When AiREAS was formed, the invitation to participate was focused on this shared health mission. Many attented the invitation but only very specific people and institutions stayed:
- the ones with financial objectives only, usually in a survival mode, disappeared quickly. AiREAS has no budget, no building, no resources of its own. It only has a shared mission and its multiple partners that are willing to invest (time, money, resources) in this cocreation.
- the ones with an existential mission around remedial activities, such as health care in an unhealthy environment, saw AiREAS as a threat to their positioning in society and were reluctant to commit to health. They did not participate.
- leaving only the people and institutions that were authentic, in creation mode, motivated for their own reason (self interest connected to the common challenge).
- many organizations that focus on their “thing” never even consider their impact on health or the environment unless someone confronts them with it. They had no natural intention to participate in Aireas since it did not fit their daily functioning. They often were not even aware of the existence of the cooperative.
From a citizens point of view it were often those citizens with a critical view to society, especially against government functioning that allowed pollution out financial interests or city design processes. Participation was often more fear than responsibility driven.
The participation in AiREAS became a self sellecting ecosystem. That itself was already an interesting topic to study. It also shows the complexity to transform an entire societal mindset when only a very specific type of pioneers engage to the new regional storytelling. A large part of society remains fixated within their old mindset that conducts their daily lives.
Gladly gradually all this changed and health and environment did become part of the (institutional) mindsets. For each of the AiREAS participants this meant a huge transformation of their own positioning in society. An admirable evolution.

Learning with AiREAS
Every year the local High School in the Netherlands, Fontys, organizes an international gathering of students from other European countries. During a week they are challenged to work together on certain topics. These students came from the background of IT and Business Studies. Fontys was already charmed by the regional measurement network for air quality in the region. It therefore contacted AiREAS with the question if we would like to participate and present a case? We accepted of course, with gratitud. In view of the diversity of the background of the students, I decided to bring our challenge to the level of Healthy City development. During my opening presentation I took the students to the mindset of Sustainocracy, the one of shared responsibility for our core values, including our health and a healthy envirionment.

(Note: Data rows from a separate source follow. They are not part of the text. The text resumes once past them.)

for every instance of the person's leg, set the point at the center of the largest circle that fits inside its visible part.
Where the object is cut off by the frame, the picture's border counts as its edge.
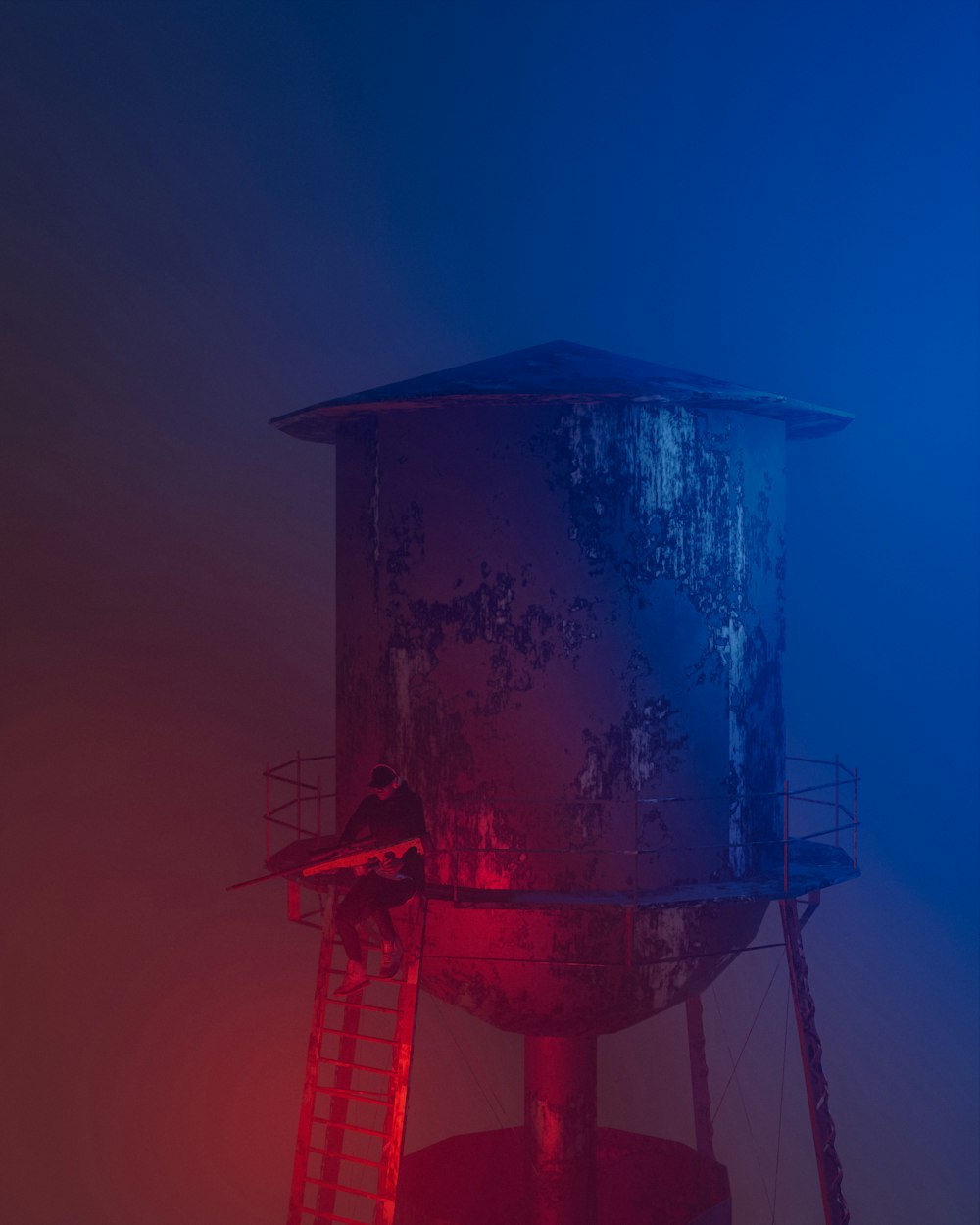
(390, 893)
(354, 909)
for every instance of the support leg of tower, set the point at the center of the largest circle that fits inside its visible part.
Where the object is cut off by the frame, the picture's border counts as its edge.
(828, 1162)
(560, 1081)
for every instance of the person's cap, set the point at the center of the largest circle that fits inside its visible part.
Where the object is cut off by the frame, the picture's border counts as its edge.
(382, 775)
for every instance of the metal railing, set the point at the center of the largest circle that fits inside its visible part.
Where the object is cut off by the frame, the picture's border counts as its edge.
(295, 788)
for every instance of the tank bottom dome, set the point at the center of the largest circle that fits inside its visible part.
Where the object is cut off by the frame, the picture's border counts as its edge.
(483, 1179)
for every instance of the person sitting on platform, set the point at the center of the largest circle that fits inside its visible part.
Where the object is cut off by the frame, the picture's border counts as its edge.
(392, 813)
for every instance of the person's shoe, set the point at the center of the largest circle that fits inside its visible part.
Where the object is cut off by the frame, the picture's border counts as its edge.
(354, 979)
(391, 956)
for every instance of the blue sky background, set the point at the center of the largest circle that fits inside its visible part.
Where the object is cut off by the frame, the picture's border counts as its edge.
(219, 212)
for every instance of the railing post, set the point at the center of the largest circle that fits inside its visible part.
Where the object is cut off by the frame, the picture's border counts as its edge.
(785, 836)
(837, 799)
(299, 794)
(856, 818)
(269, 805)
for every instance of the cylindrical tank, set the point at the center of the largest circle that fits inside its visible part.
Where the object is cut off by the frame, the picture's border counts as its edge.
(560, 613)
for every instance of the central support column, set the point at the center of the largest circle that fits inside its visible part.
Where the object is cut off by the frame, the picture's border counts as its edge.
(560, 1123)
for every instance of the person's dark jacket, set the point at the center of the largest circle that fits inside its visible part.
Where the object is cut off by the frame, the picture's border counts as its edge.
(391, 821)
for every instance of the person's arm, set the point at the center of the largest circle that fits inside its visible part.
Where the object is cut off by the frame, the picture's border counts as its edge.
(354, 826)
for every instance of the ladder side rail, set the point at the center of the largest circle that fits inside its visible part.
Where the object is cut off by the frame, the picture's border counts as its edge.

Since there were also students in Business Studies I also took them into the thinking of 4 x WIN. They were grouped in multidisciplianry teams to work on their own healthy city contributions. As usual there was a touch base moment to see where they stood in the middle of the week. All were motivated and already had basic ideas of what they would present at the end of the week.

Also the local government and our technological institute, TNO, did some related inspiration sessions, showing the local cohesion around health and health based city design.

Initially there were four groups of about 10 students. We expected 4 poster presentations but finally were presented with 6. Some groups had split up because of outbursts of ideas that wanted to see the light too.
The students were enthousiastic about the learning environment in a real life case of city development. Our institute at home does not work this way, they said. This was an eye opener for us, a new world of awareness that we would like to pursue further.